Custom Models

Using AI21 Studio, you can train and query your own custom versions of our base models. Custom models are fine-tuned for optimal performance on a training set of examples representing a specific task.

Custom models can be trained to perform virtually any language task. Use cases include generating marketing copy, powering chatbots and assisting creative writing.

You can train custom models based on either J2-Mid or J2-Light (soon also J2-Ultra) and pick your desired cost/quality trade-off.

Why Train a Custom Model?

🧵🪡✂ Best results tailored to your specific use case

Given a sufficient number of training examples, custom J2 models exceed the quality attainable with general purpose models and prompt engineering. For many use cases, you can expect custom models to begin outperforming prompt engineering with as few as 50-100 examples. To learn more, read our case study blog post, where we address a specific language task, using both general purpose models and custom models.

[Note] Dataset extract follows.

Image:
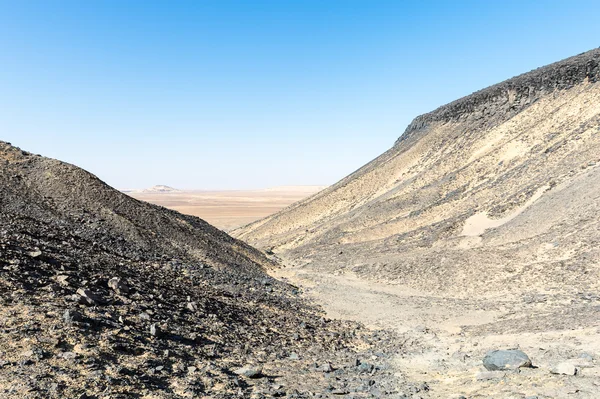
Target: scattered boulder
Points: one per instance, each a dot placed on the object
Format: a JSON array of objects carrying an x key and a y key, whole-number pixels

Furthermore, custom models derive their quality from the training data you provide; adding more, higher quality examples will improve results. This means you can continuously refine your custom model by curating high-quality data for your task.

🚀🚀 Faster performance

The training process bakes the task-specific behavior into the custom model. This means your prompts no longer need to include elaborate instructions and examples designed to guide a general purpose model to perform the desired task. Instead, your prompts only need to include the specific input you'd like to handle, reducing the amount of text that gets processed and decreasing latency.

💪🦾 Adversarial robustness

One potential safety risk of large language models is deliberate misuse by malicious users of your application, exploiting its access to Jurassic-2 to generate text for their malicious purposes. Adversaries may attempt to achieve this via “prompt injection”, where the end-user’s input text is crafted to alter the normal behavior of the model. Custom models are less susceptible to such attacks than general purpose models, offering a significant safety advantage when deployed in production. For more information, read our case study blog post.

Sounds great! How do I do it?

There are two parts to the training process:

  1. Build a dataset.

  2. Train a custom model based on this dataset.